A decisão foi tomada durante sessão virtual realizada entre os dias 17 e 23 de julho. Os desembargadores acompanharam integralmente o voto do relator, desembargador Agostino Silvério, e rejeitaram todos os recursos apresentados pelas defesas dos acusados.
Com isso, fica mantida a decisão de primeira instância que determinou o envio do processo ao Tribunal do Júri, órgão responsável pelo julgamento dos crimes dolosos contra a vida.
Segundo a denúncia do Ministério Público do Amapá (MP-AP), o crime ocorreu em 23 de novembro de 2024, na Estrada da Fazenda Boa Vista do Flexal, localizada na zona rural do município de Amapá.
De acordo com a acusação, Antônio Carlos Lima de Araújo e Francisco Canindé da Silva teriam agido em conjunto para matar a vítima mediante disparos de arma de fogo. O Ministério Público sustenta que o homicídio teria sido motivado por um conflito relacionado à posse de uma propriedade rural.
A denúncia também aponta três qualificadoras para o crime: motivo torpe, recurso que dificultou a defesa da vítima e emprego de arma de fogo de uso restrito.
Defesa questionou provas e pediu absolvição
Nos recursos encaminhados ao Tribunal de Justiça, as defesas alegaram que houve cerceamento de defesa em razão do indeferimento de diligências durante a instrução processual.
Os advogados também contestaram o manuseio das provas relacionadas à arma de fogo supostamente utilizada no crime e sustentaram a inexistência de laudos periciais sobre o armamento.
Além disso, argumentaram que não existiriam elementos suficientes para manter as qualificadoras atribuídas ao homicídio.
As defesas pediram ainda a impronúncia dos acusados — decisão que impediria o julgamento pelo Tribunal do Júri — ou, alternativamente, a absolvição sumária. De forma subsidiária, solicitaram a exclusão das qualificadoras, sustentando que haveria indícios de legítima defesa e que a vítima teria adotado comportamento agressivo antes dos fatos.

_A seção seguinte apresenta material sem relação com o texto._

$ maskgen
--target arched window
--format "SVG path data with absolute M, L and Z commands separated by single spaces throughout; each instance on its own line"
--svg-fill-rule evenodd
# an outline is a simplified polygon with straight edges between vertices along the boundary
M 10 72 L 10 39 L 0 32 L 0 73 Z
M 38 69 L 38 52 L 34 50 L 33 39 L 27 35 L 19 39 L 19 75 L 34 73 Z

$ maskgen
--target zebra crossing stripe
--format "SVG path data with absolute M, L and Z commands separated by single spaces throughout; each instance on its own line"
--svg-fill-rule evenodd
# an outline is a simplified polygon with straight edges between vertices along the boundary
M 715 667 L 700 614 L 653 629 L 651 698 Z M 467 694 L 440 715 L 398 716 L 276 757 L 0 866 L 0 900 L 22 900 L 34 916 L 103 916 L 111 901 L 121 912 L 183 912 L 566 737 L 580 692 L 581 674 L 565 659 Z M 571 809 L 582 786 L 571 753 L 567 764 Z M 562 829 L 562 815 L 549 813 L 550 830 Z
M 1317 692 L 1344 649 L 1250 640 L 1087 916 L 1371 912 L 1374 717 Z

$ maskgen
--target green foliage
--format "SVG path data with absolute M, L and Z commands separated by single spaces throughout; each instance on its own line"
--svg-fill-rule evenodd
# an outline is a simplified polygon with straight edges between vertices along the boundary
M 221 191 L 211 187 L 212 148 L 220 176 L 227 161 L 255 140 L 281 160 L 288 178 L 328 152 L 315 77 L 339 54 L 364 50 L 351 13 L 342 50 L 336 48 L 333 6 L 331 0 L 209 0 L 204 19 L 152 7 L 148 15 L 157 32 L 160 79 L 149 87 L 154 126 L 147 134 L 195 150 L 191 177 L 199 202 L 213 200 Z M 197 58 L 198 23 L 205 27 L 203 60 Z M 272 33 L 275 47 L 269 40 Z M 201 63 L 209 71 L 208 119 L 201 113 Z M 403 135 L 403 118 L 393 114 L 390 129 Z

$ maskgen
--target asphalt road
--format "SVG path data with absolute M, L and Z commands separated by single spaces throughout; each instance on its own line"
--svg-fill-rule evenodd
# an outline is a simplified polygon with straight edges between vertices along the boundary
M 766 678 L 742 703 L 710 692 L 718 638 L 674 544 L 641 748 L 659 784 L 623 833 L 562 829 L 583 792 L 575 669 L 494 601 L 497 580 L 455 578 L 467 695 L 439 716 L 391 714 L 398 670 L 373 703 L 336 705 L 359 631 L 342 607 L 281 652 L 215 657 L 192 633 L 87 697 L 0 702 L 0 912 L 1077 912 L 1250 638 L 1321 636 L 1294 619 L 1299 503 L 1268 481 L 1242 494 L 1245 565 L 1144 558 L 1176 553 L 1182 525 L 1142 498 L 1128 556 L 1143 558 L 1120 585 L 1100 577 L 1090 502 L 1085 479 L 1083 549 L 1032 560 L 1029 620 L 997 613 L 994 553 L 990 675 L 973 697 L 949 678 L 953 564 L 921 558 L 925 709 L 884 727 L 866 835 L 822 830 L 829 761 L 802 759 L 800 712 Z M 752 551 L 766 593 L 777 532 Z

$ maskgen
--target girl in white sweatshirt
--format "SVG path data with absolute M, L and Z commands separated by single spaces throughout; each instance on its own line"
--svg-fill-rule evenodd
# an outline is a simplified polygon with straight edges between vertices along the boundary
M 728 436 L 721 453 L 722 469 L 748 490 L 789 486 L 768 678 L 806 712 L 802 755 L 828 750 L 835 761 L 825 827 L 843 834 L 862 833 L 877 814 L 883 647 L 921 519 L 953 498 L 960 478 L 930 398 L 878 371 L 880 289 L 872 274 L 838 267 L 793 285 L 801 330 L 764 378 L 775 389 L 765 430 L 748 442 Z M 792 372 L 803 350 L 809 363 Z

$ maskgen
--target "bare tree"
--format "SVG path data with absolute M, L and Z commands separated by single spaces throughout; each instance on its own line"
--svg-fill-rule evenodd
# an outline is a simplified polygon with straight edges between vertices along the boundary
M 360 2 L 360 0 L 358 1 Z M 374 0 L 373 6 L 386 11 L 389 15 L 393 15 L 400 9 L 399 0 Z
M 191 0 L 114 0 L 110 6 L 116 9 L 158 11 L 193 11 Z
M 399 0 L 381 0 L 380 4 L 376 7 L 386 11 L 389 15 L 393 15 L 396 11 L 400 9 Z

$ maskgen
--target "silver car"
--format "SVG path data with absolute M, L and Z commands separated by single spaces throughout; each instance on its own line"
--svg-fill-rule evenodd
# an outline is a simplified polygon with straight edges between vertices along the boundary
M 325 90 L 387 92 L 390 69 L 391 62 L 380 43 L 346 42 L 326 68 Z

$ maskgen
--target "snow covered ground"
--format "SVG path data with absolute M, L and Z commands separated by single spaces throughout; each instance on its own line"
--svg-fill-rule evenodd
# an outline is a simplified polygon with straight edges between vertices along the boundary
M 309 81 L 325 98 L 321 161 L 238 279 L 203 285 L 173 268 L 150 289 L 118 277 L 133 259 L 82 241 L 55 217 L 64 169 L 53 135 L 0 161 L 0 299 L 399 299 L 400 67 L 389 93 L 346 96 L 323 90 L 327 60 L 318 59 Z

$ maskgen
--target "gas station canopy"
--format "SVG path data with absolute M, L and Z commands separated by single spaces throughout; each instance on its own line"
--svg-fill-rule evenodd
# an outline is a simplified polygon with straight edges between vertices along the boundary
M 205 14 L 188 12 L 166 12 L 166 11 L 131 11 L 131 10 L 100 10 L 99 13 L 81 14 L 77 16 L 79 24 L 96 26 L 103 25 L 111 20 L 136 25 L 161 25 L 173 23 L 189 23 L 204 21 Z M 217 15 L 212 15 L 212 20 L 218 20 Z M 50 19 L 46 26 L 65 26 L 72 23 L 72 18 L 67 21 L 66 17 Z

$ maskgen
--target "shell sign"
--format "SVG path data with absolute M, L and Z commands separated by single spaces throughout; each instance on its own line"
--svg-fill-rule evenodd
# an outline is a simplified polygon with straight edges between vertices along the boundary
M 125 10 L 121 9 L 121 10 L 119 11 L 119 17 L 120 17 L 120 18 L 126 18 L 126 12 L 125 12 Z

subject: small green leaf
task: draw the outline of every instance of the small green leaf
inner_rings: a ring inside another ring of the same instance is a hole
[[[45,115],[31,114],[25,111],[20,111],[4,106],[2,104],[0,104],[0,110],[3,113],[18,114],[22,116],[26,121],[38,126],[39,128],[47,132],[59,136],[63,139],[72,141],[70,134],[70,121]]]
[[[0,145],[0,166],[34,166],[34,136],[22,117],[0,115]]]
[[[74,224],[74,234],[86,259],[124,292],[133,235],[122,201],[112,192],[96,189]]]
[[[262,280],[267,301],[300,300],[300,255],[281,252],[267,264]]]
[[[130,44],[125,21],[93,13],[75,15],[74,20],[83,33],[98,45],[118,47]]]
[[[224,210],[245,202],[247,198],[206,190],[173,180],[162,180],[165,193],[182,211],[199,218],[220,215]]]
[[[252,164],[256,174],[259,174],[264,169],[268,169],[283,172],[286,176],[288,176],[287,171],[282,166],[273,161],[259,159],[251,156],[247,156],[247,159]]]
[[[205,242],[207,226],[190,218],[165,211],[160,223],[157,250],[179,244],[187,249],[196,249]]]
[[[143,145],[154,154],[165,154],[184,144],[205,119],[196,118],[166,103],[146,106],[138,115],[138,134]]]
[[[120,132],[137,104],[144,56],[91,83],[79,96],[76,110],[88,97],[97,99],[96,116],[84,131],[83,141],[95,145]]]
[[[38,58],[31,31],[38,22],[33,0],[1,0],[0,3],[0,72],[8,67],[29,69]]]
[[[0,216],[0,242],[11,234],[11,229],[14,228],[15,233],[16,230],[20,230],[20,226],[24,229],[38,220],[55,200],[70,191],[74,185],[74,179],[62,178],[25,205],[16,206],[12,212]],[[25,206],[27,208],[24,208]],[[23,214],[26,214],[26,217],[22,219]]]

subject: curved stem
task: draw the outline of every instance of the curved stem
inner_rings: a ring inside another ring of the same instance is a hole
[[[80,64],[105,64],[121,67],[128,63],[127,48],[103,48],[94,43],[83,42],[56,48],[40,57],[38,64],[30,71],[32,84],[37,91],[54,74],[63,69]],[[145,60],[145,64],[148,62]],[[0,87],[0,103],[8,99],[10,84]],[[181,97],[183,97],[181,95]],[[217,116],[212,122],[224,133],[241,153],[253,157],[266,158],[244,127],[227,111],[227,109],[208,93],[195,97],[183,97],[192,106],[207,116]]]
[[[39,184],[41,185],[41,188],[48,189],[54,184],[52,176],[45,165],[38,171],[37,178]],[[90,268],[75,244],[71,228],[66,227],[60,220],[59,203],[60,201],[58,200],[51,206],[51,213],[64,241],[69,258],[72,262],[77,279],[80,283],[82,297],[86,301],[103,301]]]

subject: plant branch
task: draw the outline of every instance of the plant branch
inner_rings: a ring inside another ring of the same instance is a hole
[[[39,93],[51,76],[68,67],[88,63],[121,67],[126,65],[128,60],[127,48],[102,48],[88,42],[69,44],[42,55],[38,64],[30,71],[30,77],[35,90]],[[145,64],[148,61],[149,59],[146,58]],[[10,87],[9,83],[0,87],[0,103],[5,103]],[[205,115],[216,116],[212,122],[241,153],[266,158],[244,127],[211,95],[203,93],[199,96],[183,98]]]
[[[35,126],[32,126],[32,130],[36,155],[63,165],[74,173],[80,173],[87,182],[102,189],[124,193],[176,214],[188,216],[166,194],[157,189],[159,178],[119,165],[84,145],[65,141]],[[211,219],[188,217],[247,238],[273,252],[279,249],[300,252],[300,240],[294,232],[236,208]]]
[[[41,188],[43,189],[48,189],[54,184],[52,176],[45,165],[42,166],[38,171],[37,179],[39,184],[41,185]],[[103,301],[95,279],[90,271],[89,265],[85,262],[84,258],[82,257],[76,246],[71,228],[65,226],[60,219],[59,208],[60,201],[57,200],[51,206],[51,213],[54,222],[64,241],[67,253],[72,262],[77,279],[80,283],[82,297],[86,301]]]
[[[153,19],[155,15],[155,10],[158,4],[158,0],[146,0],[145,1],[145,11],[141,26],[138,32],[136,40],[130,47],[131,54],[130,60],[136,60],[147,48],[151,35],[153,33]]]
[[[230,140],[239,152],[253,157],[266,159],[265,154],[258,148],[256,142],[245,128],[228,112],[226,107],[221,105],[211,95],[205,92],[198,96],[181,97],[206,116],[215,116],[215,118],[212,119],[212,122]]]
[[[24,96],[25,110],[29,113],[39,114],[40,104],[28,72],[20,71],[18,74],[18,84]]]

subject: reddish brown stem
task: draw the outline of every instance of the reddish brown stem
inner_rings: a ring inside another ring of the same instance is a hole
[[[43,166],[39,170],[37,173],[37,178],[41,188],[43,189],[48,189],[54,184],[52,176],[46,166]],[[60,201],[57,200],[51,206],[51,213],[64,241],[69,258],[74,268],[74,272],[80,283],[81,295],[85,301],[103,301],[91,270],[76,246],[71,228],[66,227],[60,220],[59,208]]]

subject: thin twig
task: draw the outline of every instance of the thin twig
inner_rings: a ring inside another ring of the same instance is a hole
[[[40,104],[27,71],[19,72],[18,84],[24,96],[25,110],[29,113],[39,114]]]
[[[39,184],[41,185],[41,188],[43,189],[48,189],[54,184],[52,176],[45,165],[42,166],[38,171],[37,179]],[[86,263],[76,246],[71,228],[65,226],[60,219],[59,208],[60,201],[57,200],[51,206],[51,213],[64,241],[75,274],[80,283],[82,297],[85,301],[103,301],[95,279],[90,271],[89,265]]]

Relator considerou suficientes os indícios para levar caso ao Júri
Ao analisar o recurso, o desembargador Agostino Silvério entendeu que a decisão proferida pela primeira instância apresentou fundamentação suficiente para submeter os acusados ao julgamento popular.
Em seu voto, o magistrado ressaltou que a fase de pronúncia não exige prova definitiva da responsabilidade penal dos réus.
Segundo o relator, basta que existam elementos mínimos de autoria e materialidade capazes de justificar que o caso seja apreciado pelo Tribunal do Júri.
O desembargador também afastou as alegações de nulidade apresentadas pelas defesas, concluindo que não houve prejuízo aos acusados em razão do indeferimento das diligências ou das supostas irregularidades relacionadas às provas da arma de fogo.
Legítima defesa será analisada pelos jurados
Outro ponto destacado no voto foi a alegação de legítima defesa apresentada pelos advogados dos réus.
Para o relator, essa tese deverá ser apreciada pelos jurados durante o julgamento, assim como outras questões relacionadas à autoria do crime, à dinâmica dos fatos e à incidência das qualificadoras.
O magistrado observou ainda que, nessa etapa do processo, as qualificadoras somente podem ser afastadas quando forem manifestamente improcedentes, situação que, segundo seu entendimento, não ficou demonstrada no caso.
Ao final do julgamento, todos os desembargadores da Câmara Única acompanharam o voto do relator, mantendo a decisão que leva Antônio Carlos Lima de Araújo e Francisco Canindé da Silva ao Tribunal do Júri, onde serão julgados pela morte de Antônio Candeia de Oliveira.